I want to offer you a little distinction today about conditioning patterns. Specifically, the difference between "anchors" and "triggers."
Right off the bat, it's important to note that what I will offer you now is only a model (yeah, I know you're getting used to me saying this. I'll keep saying it until you're 100% aware of it all the time.). It has no bearing on the truth or the "right" way of explaining the way anchoring works.
I really got interested in the concept when reading Frogs Into Princes. I first understood anchoring to mean that I could control my state or someone else’s state with one specific trigger. Let’s explore its meaning in a bit more depth and distinguish anchors from triggers.
Anchors
Anchors are stimuli that call forth thoughts and feelings.
Have you ever been at home and a car passes in the street with the windows down and stereo blazing a song you know and, all of a sudden, you go back all the way to your school years?
This can happen with a stimulus in any sensory modality (visual, auditory, kinesthetic, olfactory or gustatory). Has the smell of fresh bread ever taken you back to your childhood? Has a touch ever brought back memories ? These anchors work involuntarily and you may not even be aware of them.
Whenever you find yourself in an optimal state you wish to return to in the future, choose a unique stimulus (such as grabbing your little finger, or banging your foot twice on the ground) and trigger it repeatedly to really condition it. At a later time, after you’ve changed states, test your anchor and notice how you return to your anchored state.
Likewise, you can apply anchoring to others. Whenever you find someone in a specific state (for instance, laughing out loud), you can anchor it with a specific look or facial expression. Allow them to drift out of that state and then make that facial expression again. Notice what happens.
Triggers
Triggers work similarly to anchors, with one simple difference: they call forth behaviors instead of thoughts or feelings.
For instance, hearing a particular commercial gets you to drive to a fast-food restaurant and eat your favorite meal.

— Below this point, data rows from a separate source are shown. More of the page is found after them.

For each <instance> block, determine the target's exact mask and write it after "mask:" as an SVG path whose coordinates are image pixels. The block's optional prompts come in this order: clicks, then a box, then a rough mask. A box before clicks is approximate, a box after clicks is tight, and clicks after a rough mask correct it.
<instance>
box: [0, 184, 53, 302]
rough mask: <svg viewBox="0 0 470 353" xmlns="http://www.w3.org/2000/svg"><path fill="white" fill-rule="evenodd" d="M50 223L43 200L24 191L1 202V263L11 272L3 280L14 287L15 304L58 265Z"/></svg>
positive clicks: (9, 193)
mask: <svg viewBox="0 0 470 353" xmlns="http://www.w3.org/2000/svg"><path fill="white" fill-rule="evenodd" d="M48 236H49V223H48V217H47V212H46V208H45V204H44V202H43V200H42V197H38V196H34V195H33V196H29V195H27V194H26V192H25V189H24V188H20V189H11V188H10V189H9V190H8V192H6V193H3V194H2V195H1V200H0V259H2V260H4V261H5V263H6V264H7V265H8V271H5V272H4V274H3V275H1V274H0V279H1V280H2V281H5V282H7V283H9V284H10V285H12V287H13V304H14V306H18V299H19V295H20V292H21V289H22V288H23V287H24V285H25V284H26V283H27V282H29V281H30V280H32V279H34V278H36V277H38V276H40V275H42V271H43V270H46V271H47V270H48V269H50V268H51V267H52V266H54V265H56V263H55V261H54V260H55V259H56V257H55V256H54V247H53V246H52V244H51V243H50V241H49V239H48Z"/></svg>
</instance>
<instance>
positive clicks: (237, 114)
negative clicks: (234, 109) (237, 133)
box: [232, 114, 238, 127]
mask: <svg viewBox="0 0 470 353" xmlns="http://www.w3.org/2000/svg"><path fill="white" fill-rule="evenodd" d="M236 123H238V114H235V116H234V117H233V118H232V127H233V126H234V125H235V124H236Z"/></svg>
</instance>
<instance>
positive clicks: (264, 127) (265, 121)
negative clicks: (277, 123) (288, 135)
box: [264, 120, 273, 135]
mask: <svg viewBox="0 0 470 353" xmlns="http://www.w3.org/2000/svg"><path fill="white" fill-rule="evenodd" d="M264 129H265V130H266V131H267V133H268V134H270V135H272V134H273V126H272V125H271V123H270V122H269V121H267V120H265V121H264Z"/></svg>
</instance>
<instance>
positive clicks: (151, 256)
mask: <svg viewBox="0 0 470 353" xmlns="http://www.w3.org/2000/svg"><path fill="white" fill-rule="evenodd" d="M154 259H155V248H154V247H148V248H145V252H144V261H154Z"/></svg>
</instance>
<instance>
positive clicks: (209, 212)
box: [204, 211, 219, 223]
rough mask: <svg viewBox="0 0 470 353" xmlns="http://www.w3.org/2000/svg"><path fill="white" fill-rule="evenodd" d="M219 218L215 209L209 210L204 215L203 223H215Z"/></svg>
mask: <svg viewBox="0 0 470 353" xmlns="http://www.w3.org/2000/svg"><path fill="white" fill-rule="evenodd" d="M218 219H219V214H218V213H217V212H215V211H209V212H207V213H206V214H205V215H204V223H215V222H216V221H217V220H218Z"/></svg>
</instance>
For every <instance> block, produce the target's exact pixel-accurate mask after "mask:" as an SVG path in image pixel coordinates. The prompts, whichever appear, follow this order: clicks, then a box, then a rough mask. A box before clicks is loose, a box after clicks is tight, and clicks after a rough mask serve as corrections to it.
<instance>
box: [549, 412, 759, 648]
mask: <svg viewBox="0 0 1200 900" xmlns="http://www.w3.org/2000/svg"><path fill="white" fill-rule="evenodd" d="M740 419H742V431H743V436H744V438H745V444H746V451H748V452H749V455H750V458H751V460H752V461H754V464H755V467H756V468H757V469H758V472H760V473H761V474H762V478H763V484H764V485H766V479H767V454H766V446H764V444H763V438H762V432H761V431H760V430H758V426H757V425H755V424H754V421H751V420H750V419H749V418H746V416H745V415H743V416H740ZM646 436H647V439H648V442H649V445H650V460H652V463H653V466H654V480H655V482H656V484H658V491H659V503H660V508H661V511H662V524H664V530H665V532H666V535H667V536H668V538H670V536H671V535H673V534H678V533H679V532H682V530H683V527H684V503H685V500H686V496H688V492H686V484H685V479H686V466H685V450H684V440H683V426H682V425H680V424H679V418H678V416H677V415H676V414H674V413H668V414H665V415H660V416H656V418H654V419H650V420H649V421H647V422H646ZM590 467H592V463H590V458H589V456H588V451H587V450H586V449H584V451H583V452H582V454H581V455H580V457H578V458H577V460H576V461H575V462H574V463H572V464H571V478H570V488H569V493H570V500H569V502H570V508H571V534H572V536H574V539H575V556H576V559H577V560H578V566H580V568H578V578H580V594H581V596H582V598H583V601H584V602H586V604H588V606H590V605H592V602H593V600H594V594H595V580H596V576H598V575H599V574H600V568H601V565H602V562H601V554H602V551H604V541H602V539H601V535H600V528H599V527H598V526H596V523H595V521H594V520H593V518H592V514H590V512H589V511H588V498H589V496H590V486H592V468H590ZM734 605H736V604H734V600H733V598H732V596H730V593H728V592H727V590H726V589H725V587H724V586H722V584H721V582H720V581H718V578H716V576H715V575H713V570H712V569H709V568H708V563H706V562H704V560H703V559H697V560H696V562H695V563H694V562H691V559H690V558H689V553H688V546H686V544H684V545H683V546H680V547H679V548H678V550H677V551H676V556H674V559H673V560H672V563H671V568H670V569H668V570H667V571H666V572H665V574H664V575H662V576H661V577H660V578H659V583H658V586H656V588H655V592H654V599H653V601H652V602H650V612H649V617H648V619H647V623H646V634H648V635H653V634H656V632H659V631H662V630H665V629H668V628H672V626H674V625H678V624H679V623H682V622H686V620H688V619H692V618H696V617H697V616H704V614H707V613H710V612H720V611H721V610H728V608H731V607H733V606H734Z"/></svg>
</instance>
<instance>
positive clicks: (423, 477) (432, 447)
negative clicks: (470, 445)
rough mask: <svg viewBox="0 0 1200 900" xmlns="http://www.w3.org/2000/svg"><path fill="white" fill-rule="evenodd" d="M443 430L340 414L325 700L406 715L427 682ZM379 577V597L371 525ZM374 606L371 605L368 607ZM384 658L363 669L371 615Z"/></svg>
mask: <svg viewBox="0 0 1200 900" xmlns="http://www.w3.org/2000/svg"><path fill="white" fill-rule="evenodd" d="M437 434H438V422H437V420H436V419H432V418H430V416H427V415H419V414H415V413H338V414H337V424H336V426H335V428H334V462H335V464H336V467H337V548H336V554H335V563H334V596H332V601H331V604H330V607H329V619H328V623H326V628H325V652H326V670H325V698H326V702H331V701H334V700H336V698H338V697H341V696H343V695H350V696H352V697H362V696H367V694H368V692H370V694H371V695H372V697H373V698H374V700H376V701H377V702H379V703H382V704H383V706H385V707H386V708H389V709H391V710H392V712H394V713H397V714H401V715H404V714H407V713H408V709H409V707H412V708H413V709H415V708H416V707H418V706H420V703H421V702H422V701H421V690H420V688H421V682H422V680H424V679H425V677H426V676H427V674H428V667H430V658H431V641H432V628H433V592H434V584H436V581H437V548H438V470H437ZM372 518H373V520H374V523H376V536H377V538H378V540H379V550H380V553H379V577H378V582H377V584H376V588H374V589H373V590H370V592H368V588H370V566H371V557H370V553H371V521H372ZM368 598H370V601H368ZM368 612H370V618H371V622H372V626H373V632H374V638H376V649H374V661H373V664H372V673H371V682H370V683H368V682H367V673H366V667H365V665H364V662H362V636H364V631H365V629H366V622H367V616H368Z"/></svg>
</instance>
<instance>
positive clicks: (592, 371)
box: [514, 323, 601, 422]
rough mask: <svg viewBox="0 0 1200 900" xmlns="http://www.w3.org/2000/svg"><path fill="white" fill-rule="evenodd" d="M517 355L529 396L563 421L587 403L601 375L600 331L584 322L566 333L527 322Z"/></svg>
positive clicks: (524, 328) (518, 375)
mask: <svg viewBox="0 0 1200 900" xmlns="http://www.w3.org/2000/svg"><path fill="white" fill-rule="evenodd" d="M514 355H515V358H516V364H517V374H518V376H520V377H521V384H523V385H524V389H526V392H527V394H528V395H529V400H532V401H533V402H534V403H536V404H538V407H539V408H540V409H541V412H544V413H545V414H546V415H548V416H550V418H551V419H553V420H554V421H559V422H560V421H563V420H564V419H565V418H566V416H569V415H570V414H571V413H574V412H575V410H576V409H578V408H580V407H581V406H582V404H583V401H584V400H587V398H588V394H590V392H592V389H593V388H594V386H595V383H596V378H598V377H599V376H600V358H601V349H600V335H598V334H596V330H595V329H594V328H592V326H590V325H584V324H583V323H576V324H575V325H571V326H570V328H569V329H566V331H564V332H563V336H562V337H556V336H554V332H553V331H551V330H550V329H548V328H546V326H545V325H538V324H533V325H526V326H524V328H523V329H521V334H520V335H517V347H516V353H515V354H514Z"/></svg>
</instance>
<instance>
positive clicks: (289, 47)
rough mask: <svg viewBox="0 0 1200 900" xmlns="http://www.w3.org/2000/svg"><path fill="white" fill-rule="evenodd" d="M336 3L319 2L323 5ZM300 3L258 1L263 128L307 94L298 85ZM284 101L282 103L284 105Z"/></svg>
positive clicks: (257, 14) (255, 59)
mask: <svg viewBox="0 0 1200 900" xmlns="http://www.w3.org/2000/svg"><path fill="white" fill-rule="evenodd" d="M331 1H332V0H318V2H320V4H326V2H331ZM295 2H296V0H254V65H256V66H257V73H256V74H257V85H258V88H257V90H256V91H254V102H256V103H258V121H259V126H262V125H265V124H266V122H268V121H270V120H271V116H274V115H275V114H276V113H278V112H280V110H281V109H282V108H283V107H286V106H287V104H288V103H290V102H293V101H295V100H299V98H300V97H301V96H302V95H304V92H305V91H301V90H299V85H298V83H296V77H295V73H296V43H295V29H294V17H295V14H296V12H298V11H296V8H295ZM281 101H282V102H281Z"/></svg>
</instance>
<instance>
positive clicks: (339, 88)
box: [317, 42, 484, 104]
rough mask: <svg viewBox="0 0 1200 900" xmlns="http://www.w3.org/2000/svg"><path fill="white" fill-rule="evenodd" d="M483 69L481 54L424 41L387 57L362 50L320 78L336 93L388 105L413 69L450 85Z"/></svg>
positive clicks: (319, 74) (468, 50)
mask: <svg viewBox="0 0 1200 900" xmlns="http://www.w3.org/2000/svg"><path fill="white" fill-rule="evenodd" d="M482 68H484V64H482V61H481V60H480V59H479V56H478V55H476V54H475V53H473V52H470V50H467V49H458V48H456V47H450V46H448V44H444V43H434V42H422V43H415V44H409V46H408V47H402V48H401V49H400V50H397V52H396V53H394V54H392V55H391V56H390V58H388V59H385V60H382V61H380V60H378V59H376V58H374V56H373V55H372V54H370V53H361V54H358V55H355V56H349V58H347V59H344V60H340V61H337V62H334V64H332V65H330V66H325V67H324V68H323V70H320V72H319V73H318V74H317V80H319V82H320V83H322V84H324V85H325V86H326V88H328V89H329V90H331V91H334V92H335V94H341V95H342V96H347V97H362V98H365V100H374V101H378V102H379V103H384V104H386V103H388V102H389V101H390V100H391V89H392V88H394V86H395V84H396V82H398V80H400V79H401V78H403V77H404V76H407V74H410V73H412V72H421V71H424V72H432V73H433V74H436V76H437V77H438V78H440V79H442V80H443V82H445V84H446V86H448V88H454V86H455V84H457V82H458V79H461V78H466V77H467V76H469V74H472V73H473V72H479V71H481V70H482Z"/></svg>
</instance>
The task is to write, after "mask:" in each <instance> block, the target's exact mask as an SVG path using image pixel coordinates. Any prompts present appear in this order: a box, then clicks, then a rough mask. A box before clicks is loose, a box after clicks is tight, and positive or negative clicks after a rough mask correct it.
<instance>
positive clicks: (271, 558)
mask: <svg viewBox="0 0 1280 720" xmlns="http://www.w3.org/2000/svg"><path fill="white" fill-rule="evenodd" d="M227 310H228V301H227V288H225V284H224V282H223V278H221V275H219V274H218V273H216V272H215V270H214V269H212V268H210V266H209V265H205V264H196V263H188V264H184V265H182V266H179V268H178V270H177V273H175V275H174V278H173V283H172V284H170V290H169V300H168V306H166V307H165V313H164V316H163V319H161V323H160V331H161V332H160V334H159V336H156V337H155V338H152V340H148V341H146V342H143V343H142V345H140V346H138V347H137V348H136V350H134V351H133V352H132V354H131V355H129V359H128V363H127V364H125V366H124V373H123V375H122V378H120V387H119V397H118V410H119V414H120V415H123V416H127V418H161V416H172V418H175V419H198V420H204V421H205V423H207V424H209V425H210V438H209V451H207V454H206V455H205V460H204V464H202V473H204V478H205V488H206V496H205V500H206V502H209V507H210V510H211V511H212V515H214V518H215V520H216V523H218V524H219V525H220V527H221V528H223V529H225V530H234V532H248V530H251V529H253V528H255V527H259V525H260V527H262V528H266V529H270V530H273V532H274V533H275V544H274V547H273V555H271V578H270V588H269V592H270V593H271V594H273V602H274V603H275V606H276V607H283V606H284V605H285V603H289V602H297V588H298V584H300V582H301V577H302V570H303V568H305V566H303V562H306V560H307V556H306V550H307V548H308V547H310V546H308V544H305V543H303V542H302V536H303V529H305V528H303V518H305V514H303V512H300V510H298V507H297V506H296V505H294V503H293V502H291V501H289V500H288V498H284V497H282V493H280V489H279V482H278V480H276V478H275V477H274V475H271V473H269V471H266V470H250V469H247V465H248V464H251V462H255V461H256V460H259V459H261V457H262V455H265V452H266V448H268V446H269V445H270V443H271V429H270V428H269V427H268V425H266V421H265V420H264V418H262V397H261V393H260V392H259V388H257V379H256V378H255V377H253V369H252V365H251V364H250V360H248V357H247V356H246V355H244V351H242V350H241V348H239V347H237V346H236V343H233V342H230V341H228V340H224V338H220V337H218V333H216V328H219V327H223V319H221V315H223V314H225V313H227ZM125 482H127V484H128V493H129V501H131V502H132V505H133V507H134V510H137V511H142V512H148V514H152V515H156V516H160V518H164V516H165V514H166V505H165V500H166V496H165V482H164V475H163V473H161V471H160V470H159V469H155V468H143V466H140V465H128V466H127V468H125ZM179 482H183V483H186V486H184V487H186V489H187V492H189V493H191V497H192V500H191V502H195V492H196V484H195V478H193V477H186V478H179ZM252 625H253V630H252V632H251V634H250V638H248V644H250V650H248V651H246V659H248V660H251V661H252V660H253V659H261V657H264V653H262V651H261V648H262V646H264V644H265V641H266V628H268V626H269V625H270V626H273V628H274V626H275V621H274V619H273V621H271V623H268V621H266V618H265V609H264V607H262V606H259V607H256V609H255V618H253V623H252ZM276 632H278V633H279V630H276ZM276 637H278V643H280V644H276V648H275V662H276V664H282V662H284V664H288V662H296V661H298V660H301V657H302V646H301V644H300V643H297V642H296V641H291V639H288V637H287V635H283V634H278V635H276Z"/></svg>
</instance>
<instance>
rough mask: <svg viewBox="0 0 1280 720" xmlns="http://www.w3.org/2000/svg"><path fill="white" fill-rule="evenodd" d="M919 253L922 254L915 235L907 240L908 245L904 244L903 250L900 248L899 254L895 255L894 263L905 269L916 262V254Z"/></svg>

Or thinking of a particular situation causes you to bite your nails.
Just like anchors, triggers can be installed purposefully.
How to use them
You’ll hear frequently in NLP that “you cannot not anchor.” That’s how powerful anchoring is in your life. Everything and anything is an anchor.
Right now, reading this article is anchoring your curiosity to learn more about NLP to seeing your computer monitor. Just looking at our computer makes you intensely curious to learn more and master NLP. See your computer, think about NLP. See your computer, think about NLP.
Likewise, triggers are a part of your life and mine.
The real question is: do you know how to use them?